Saturday, 29 September 2012


More flash fiction from Terrible Minds with one from each of 3 lists of required elements. I chose dieselpunk, a lover's quarrel and flying monkeys. Kinda politically incorrect, but this is war.


  “Robotnik, you’re such an ass!”

   Lieutenant Gale slapped the steel of the mech’s turret just above the white star stenciled a little aft of the Whirlwind 44’s starboard coaxial machinegun. Sergeant Robotnik looked up at her furious face; uncomprehendingly as usual.

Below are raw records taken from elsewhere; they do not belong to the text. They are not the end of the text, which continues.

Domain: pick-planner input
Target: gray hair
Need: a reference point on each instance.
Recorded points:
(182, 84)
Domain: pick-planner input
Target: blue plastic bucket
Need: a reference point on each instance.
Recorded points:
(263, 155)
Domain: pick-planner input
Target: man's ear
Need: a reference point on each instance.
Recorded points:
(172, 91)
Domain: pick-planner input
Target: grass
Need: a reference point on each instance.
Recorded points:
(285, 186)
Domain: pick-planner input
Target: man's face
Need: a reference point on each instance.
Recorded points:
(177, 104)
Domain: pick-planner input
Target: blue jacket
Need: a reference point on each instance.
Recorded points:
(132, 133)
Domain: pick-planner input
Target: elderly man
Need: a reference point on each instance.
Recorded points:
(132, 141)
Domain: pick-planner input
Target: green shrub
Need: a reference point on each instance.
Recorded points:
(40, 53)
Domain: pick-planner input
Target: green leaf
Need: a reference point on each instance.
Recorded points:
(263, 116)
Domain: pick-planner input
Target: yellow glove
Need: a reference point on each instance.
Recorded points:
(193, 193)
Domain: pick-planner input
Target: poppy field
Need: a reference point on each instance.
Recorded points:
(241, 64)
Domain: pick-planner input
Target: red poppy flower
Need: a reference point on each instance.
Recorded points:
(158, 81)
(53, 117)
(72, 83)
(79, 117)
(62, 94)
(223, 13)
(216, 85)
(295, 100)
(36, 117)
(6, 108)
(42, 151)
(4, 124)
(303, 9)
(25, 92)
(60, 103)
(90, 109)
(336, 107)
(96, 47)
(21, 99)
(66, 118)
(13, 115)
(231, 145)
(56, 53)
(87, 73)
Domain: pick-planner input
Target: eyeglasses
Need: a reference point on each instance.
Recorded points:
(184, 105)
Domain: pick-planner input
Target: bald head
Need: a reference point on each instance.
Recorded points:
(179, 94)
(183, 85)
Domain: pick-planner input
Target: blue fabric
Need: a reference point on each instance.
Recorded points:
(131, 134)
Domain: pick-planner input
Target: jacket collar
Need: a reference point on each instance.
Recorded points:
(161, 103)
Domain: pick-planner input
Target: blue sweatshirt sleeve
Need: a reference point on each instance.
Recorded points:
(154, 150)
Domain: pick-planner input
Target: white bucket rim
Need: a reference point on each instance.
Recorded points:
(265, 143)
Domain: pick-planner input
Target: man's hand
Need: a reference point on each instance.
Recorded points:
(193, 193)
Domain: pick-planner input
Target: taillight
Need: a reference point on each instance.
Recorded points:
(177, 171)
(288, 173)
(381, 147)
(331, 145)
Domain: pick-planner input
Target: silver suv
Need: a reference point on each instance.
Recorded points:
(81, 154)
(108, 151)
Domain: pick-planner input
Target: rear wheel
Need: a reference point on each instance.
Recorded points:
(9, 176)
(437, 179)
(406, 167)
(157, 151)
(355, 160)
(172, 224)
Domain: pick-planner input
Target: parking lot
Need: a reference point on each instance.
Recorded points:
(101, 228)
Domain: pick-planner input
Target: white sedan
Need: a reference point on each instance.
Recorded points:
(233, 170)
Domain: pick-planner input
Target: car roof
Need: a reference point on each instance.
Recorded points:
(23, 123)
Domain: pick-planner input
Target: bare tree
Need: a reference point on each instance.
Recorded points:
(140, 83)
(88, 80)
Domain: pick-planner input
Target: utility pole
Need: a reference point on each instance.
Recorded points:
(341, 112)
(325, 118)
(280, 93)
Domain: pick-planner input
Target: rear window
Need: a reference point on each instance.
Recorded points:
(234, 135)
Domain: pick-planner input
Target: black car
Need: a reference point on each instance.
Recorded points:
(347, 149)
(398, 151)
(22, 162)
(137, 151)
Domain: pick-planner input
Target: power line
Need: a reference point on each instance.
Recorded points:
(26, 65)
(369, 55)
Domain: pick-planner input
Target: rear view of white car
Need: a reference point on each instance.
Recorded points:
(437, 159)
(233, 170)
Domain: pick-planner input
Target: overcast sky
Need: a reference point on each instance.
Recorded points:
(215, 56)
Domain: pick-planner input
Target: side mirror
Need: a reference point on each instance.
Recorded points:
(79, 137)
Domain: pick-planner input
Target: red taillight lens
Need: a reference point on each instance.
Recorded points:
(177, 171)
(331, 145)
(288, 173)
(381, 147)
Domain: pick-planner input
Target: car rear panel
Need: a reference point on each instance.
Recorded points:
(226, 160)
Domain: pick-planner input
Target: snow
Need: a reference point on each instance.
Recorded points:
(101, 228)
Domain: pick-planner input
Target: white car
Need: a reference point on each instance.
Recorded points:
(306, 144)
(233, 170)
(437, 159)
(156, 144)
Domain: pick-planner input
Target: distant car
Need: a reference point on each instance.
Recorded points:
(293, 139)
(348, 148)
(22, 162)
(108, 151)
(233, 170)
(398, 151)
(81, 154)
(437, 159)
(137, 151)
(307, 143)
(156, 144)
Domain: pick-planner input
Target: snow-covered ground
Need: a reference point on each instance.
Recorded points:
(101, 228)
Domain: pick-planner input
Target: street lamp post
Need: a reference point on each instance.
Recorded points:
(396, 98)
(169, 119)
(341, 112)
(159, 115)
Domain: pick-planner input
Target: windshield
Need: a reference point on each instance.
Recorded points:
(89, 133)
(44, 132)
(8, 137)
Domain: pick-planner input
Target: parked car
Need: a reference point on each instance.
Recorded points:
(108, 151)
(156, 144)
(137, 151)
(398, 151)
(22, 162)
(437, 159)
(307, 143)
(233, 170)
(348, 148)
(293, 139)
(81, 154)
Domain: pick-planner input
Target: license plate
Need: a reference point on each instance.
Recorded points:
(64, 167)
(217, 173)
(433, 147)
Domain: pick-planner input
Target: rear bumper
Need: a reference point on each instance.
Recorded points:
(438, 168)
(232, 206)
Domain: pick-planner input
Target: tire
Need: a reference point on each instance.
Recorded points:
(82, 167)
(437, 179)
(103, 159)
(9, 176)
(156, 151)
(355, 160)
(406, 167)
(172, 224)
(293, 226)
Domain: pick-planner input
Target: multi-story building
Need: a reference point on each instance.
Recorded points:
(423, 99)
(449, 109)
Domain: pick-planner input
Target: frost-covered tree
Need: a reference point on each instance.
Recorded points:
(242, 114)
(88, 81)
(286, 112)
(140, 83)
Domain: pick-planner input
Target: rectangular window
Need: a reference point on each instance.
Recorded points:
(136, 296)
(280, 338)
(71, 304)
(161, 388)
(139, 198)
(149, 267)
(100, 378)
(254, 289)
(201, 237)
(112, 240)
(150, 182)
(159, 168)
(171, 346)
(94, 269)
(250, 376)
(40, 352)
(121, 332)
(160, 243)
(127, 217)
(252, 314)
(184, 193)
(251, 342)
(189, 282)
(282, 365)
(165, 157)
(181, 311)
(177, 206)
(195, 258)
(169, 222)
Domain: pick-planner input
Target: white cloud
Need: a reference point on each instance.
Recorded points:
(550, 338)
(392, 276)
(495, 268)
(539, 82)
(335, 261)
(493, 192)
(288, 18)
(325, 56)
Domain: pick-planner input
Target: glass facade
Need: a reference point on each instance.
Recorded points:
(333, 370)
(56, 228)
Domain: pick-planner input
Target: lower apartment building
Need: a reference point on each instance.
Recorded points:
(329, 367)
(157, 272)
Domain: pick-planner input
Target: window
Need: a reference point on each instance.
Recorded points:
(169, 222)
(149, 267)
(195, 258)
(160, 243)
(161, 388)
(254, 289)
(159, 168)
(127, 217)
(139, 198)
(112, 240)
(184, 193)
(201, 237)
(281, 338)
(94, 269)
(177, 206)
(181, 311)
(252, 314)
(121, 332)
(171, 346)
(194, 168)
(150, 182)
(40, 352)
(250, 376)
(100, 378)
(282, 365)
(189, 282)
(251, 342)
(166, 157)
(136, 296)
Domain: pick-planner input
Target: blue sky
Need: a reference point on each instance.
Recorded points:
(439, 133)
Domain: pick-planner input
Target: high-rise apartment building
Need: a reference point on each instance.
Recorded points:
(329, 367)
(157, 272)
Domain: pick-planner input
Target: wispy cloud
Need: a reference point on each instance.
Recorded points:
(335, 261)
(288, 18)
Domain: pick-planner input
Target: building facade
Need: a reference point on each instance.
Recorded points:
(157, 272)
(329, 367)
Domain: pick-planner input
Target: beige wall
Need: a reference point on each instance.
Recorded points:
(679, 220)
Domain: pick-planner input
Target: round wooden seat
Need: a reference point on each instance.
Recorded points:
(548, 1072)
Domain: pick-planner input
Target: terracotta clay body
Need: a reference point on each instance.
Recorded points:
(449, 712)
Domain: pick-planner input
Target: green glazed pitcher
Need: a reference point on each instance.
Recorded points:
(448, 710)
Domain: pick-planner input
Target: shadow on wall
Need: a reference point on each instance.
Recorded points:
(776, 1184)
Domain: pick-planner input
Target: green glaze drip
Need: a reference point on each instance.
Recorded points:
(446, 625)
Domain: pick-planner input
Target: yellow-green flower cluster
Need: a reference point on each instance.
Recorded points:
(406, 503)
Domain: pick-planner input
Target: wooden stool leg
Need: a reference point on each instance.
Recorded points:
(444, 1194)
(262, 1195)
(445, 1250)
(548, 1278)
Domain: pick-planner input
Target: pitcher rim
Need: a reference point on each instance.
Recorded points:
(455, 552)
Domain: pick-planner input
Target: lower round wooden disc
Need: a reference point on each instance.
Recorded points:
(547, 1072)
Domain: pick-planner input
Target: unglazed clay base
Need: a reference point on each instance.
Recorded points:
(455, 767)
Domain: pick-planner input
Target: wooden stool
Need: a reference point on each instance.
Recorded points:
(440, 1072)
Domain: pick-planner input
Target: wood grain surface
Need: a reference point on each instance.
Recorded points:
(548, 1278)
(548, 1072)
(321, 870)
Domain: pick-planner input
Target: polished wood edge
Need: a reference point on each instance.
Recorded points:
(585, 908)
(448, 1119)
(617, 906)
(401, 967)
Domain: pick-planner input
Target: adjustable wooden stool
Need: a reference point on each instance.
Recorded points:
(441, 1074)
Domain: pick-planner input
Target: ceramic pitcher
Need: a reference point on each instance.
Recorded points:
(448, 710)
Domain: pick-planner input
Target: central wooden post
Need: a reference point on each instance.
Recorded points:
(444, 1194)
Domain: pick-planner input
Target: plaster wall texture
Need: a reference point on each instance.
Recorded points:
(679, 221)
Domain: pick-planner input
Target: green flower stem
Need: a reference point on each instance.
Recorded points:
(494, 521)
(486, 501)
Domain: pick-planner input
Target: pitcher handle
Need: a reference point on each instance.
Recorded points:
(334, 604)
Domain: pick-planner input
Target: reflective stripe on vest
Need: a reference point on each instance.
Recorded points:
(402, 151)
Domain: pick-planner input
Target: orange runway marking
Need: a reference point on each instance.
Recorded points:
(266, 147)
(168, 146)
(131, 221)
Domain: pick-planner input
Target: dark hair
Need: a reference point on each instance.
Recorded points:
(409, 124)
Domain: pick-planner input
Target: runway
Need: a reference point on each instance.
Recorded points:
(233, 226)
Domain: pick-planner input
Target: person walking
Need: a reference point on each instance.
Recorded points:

   “What did I do wrong?” Kodak Golem irises spiraled wide to let the maximum visual information pour into a puzzled positronic brain that could generate no useful Decision Program. Also as usual. She glared down at him for a bitter moment and then disappeared into Auntie Dot to mutter barely within the android’s hearing range but outside the comprehension spectrum of his aural membranes. ‘Toks can’t sigh; not having breathing apparatus, but as he tightened off the starboard hip’s feedback assembly his frame paused as if resetting after combat or maintenance down-time. Or lovemaking.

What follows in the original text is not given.